Montgomery County's own State Senator Richard Madaleno (District 18) has submitted Senate Bill 773, Community Health Air Act to the Maryland Senate. This is a critical piece of legislation that would start the process of regulating air pollution from CAFOs. What's a CAFO, you ask and are there any in Montgomery County?
CAFOs play a large role in providing you with food, although as of now, there aren't any in Montgomery County. "CAFO" is the acronym for a "concentrated animal feeding operation." They used to be called "farms," although there are big differences between a farm and a CAFO. In a CAFO, officially, per the U.S. Department of Agriculture, thousands of animals are raised in confined quarters, that is crowded exclusively indoors and fattened up for slaughter and delivery to our grocery stores and fast-food outlets. The use of CAFOs to raise animals for meat, eggs, and milk usually involves crowded, controlled indoor environments, antibiotics and unnatural feeds. There are many in Wicomico, Somerset, and Worcester counties on the Eastern Shore.
CAFOs and Waste
Managing the animal waste CAFOs generate is a significant environmental challenge. Some of the biggest CAFOs in the U.S. produce more waste than the entire human population of the nation. The waste is stored in lagoons and presents a huge risk to water quality and aquatic ecosystems, such as the Chesapeake Bay.
Senator Madaleno recognizes the need to address the risk CAFOs present to air quality also. In Maryland, industrial chicken operations emit damaging amounts of ammonia, hydrogen sulfide, methane, and particulate matter into the air. This has a deleterious effect on the environment, human health and the property values of homes in the neighborhoods of CAFOs. Among the effects are increases in rates of asthma and other respiratory illnesses in communities around these industrial chicken factories. Needless to say, the workers in CAFOs are prone to suffer from occupational respiratory illnesses.
So, What Can We Do?
Currently CAFOs are subject to both state and federal regulation relating to water quality. In Maryland, however, they are not subject to regulation by the Maryland Department of the Environment (MDE) relating to air quality. Citizens in Worcester County recently challenged the MDE's approval of an industrial chicken plant there. The Maryland Department of the Environment said it only had to concern itself with water pollution but was not legally required to concern itself at all with the air pollution the facility would generate. Senator Madaleno wants to change this and establish the foundation for regulating CAFO air pollution.

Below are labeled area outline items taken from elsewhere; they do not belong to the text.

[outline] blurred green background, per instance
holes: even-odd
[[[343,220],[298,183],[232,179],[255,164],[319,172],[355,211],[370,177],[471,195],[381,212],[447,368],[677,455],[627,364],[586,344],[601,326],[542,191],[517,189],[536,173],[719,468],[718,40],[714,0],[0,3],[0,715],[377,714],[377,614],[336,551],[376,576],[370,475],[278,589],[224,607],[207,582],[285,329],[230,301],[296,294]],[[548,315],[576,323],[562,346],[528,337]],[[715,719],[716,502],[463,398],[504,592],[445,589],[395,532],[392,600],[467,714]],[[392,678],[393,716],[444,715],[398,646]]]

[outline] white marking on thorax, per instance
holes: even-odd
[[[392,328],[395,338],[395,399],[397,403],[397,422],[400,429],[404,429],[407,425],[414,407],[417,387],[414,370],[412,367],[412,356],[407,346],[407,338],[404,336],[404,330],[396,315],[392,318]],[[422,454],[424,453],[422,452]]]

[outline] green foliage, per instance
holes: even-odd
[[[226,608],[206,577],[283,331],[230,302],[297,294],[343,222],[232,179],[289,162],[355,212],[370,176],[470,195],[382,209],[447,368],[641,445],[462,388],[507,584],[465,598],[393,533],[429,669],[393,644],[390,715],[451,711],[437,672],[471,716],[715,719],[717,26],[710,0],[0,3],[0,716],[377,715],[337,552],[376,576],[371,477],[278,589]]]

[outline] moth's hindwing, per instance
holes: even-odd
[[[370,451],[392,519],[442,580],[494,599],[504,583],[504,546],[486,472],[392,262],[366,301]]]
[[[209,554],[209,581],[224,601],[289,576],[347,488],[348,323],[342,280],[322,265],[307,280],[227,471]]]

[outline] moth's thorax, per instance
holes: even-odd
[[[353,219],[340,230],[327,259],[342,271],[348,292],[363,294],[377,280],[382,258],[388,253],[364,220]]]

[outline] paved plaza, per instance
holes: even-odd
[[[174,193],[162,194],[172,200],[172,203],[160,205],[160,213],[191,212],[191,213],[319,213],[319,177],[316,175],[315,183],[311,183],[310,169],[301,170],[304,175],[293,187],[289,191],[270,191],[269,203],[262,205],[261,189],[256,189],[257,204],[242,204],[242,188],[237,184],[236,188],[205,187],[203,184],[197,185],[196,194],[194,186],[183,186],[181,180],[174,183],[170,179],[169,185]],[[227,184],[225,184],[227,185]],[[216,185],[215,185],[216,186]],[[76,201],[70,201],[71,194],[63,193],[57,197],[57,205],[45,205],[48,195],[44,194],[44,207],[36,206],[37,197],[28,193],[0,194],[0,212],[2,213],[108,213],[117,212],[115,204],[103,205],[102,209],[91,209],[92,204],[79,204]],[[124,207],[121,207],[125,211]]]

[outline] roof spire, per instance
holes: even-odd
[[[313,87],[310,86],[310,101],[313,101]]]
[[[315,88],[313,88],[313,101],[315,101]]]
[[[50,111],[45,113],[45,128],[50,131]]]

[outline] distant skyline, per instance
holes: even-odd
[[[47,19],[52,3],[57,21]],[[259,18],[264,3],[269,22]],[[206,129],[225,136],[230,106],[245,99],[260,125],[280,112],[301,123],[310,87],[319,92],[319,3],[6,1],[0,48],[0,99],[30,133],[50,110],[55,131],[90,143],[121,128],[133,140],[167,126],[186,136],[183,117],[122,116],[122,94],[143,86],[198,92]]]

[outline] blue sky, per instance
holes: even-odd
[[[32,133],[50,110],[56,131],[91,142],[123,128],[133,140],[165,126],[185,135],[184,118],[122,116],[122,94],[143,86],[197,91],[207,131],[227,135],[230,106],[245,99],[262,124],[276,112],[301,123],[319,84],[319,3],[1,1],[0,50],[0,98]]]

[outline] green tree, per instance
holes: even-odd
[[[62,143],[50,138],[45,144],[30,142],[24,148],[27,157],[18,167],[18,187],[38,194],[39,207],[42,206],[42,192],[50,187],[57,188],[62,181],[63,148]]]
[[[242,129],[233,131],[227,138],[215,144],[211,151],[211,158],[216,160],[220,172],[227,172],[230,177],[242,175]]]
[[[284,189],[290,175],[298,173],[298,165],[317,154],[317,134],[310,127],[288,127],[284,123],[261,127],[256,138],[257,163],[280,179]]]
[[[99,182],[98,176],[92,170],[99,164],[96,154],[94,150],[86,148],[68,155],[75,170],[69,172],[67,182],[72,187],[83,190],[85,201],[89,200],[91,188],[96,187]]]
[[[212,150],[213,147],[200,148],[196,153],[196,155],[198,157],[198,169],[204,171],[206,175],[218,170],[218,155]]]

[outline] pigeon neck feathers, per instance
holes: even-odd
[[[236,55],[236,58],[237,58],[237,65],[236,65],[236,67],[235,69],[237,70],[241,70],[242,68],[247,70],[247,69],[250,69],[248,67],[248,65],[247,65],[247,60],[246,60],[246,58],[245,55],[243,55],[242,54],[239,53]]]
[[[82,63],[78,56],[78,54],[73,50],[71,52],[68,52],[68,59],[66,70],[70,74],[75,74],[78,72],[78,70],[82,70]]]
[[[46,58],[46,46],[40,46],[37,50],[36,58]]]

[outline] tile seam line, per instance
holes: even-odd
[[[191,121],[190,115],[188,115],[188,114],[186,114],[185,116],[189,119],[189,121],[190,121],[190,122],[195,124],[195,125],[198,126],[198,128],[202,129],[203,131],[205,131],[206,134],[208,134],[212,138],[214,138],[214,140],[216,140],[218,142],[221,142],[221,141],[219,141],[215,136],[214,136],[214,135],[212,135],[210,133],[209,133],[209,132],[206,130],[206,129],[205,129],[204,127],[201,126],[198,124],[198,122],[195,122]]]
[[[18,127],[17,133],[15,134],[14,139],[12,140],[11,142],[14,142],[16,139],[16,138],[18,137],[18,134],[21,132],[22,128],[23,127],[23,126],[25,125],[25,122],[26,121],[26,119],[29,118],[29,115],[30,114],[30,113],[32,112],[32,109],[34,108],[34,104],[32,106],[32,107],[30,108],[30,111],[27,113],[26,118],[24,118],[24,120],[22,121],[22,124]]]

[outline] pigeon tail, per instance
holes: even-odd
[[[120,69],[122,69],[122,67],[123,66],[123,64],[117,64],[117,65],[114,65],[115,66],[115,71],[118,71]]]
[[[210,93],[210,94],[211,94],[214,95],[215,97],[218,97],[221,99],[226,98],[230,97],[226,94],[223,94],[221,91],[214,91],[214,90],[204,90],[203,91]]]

His bill would require the MDE to start monitoring the air pollution belching out of the industrial poultry facilities located on Maryland's Eastern Shore. Specifically, MDE would conduct an environmental assessment of its own compliance and the compliance of CAFOs with state and federal air quality laws and regulations. Madaleno's bill would also require MDE to identify all air pollutants emitted from CAFOs in Maryland. It would ask the MDE to include air quality monitoring data from Maryland CAFOs in a report for the General Assembly due by October 1, 2018.
Representatives from industry have questioned why Senator Madaleno should involve himself in the issue as there are no poultry CAFOs in Montgomery County. But political observers note that not one state representative from the big three Maryland CAFO counties, Wicomico, Somerset, and Worcester Counties, has co-sponsored the bill with Madaleno. Apparently, the influence of the poultry industry is too great and may account for the unwillingness of senators from the area most affected to join in the regulatory effort. t will take an outsider to get the job done. Of course, it is also true that air pollution does not recognize geo-political boundaries.
What Can You Do?
Senator Madaleno wants to require regulation of the air pollution associated with CAFOs. Contact your own state legislative representatives and ask them to support Madaleno's bill. And question the source before you buy food at your local supermarket or fast food outlet.